RE: The RealFlight Controller is Horrible
Hatty-
I feel your pain man... let's look at it another way. All of the major sims have fallen into a price bracket somewhere between US$160 and US$200. Toward the upper end of this scale are the sims that come with a controller. Toward the lower end of this scale are the sims that do not. If we only compare those sims that have a controller available (and price in the US$200 neighborhood), G3's Interlink Plus is the best there is. (Have you picked up a controller from any of the other sims? Pure Junk that doesn't feel anything like my real Tx.
Now if we look at the sims in the $160 range (without a controller) realize there's a price to pay for that option too... setup time. It took a week to get my 7CAP working with FS One. Phoenix and Reflex picked it up with zero configuration issues, but I've not mapped anything beyond the basic 4 channels yet.
Personally, I think I'd rather see KnifeEdge put their dongle in a box instead of the controller, and drop the price to US$160 (or so) without the Interlink. Only problem then is you'd have a bunch of cheap folks trying to save $40 who can't get their off-brand park-flyer controller to work because they don't want to take the time to setup the channel mapping and software radios. Leave the $200 option available, just don't make us buy it if we're willing to spend the time configuring our own Tx.

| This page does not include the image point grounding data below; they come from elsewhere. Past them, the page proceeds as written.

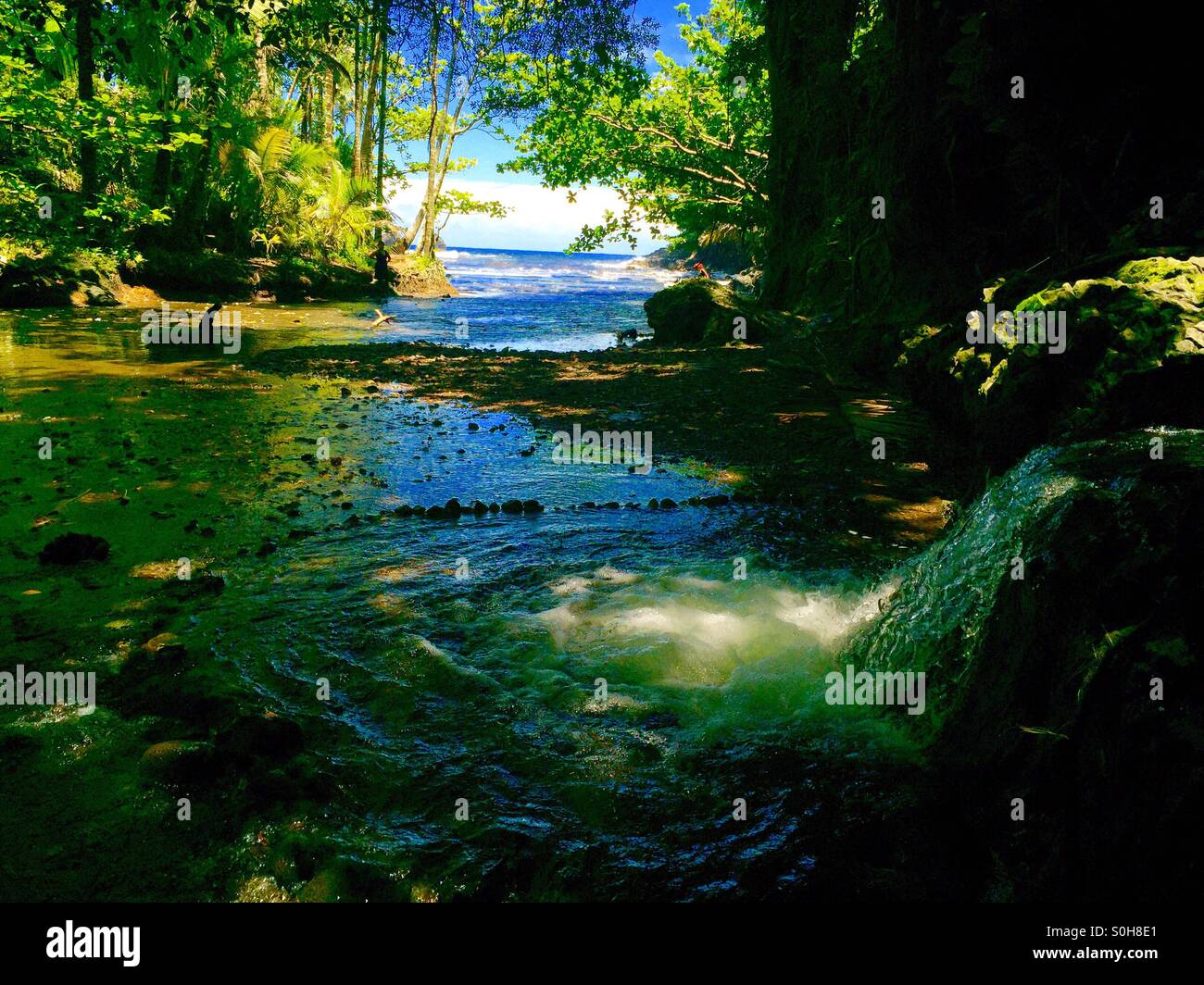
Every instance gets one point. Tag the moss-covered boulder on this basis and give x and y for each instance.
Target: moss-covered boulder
(201, 275)
(295, 279)
(420, 277)
(83, 279)
(701, 312)
(1132, 355)
(1059, 630)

I really don't believe that KE or GP told Futaba to "make the thing cheap so we can pocket an extra $5"... In business, there is a given margin that must be made to stay in business. There is an even higher margin that must be maintained to profit. The upper end of what GP can charge for RealFlight has been dictated by the industry, demand and the competition. I would imagine they had a fixed budget in mind to spend wholesale on the Interlink, and told Futaba, "what can you build us in X quantity for X dollars?" The rapid prototype machine spits out what looks like an Interlink, everyone oohs and aaahs at it, and Futaba fires up the assembly line. The problem here really strikes me as a QA issue, rather than a design issue. My Interlink was "designed" the same way as yours, and works fine. Your's just slipped by QA with some bad plastic (maybe a heat seam, dust particle, 1/2 micron difference, bad batch of raw chemical, etc...)
I wonder who will be the first to release a new "Tx" model without the RF circuitry - just to fly simulators? And has everyone checked out the Spektrum module that will fly FS One with your DX7 wirelessly? Interesting!